The four-year, $2.5-million Mennonite Central Committee (MCC) review process is over, and the single most significant outcome is a power shift from MCC’s Akron, Pa., office to its office in Winnipeg.
MCC Binational, the arm of MCC that administered international programming out of Akron, was dissolved on March 30, and its work handed to MCC U.S. (also in Akron) and MCC Canada, which had long wanted a role in overseas programs.
These two bodies will jointly own and administer international programming, while continuing their own work at home. MCC spokespeople say the changes are internal; neither donors nor recipients of programming should notice a difference.
A recent MCC news release about the New Wine/New Wineskins review, as it was called, acknowledges that cross-border conflict over control of programming was one issue behind the process. It says the restructuring has “equalized the decision-making power” between MCC Canada and MCC U.S.
Tension had been simmering for years. In May 2007—13 months before Wineskins was launched—senior MCC leaders from Winnipeg and Akron met to explore ways to address various stresses among the 12 regional, provincial, national and binational MCC bodies. Among those tensions was a Canadian desire to have a more active role in the administration of international programs.
In a 2011 interview, Arli Klassen—then head of MCC Binational—told me that, prior to Wineskins, MCC was “being pulled apart” by internal tensions that could eventually “have had a very negative impact.” She provided few details and did not mention the May 2007 meeting.
That meeting was intended to avert an outcome like the current one, in which MCC Binational was disbanded with a clearer line drawn between MCC on either side of the 49th Parallel. No such breakthrough occurred. The next year, as Wineskins began, MCC Canada board chair Neil Janzen noted that two-thirds of the money raised by MCC offices in Canada was handed over to Akron. Janzen told me that MCC Canada wanted “a more direct say in how those resources [were] used.”
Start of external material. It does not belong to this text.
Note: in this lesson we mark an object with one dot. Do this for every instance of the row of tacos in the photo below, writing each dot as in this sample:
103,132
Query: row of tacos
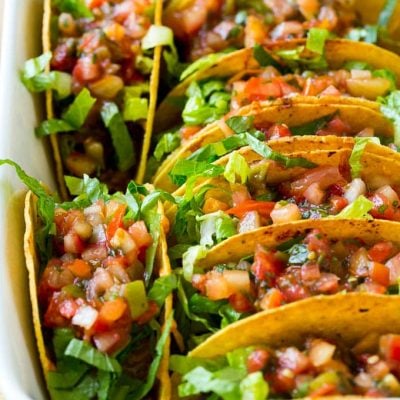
267,245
In fact, the MCC Binational board approved an MCC Canada request to administer programming in Cuba, North Korea and Afghanistan. But a meaningful transfer never happened, and Canadian aspirations and grievances carried over into the Wineskins process.
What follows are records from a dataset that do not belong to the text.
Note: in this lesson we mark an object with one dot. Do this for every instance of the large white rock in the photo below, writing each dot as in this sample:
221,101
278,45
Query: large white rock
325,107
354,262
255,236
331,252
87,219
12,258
Now MCC Canada has gained significant new control. It will no longer forward money to Akron for others to spend, although the two MCCs will cooperate closely. An eight-page cove-nant sets out the new relationship.
Thirty-one MCC Binational staff lost jobs, mostly in Akron. Nine positions were created in Winnipeg and several positions were transferred overseas.
Of the cost of Wineskins, $1.4 million was spent on severance packages and the other $1.1 million on travel, facilitation consultants and meeting costs.
Other changes to come out of the process include more control for church bodies over board appointments. Two-thirds of the MCC Canada and MCC U.S. boards must be “Anabaptist church body representatives.” All MCC bodies agreed to joint new vision and purpose statements, although they contain no notable shifts in emphasis.
Another focus of the process was a push to make MCC more accountable to its global partners. The only significant outcome in this area is a consultation process among global Anabaptist service agencies initiated by Mennonite World Conference.
I have spoken with many people close to the Wineskins process, both on the record and off. Accounts vary. A tangle of factors and agendas were at play. Few say the process went well. MCC spokespeople say that most of the 2,000 people consulted had no interest in MCC restructuring, and yet that was the main outcome.
Some people are surely pleased that MCC Canada got a bigger role. Others say the family of faith should rise above administrative jostling based on national identities. Still others are baffled by a process that created commotion within MCC, but did not ignite a broader debate about MCC’s evolving role in an increasingly unequal, polarized and warming world. One MCC staff person said the process should have focused on “how to best respond to the needs of the world,” not on “which powerful North American country gets to have control.”
Despite the differences, and despite the defects in the process, everyone seems to hold a common, ongoing commitment to the work of MCC.
Oddly, in legal terms there is no such entity as MCC, only MCC Canada, MCC U.S. and the regional MCC bodies. That is fitting, for MCC itself is something broader. It is an ethos, a web of relationships. It is donors, staff, volunteers, partner organizations, recipients of programming and, in it all, the Spirit of God.
MCC is something beyond organizational structures or national borders. It is something beyond the control of boards or staff, however they are configured. The people and relationships that make up MCC are imperfect, like the Wineskins process, which means that MCC is, among other things, an ongoing struggle of imperfect people to follow God in an imperfect world.
Comments
Will Braun's article on the deconstruction of MCC Binational reminded me of the binational creation care committee that has been at work promoting environmental stewardship since 1991 (see www.mennocreationcare.org).
Although it has gone through a couple transformations it continues to work binationally. This was no accident. As one of the original participants, who was a board member until 2011, we chose to work across borders and merged two separate conference committees into one (so we merged church denominations as well as US/Canada).
Issues are not "canadian" or "american". In fact we have found that different perspectives and experiences enrich the dialogue about what it means to be a faithful christian. Working binationally also mitigates against easy stereotyping of the "other". We are all in this together.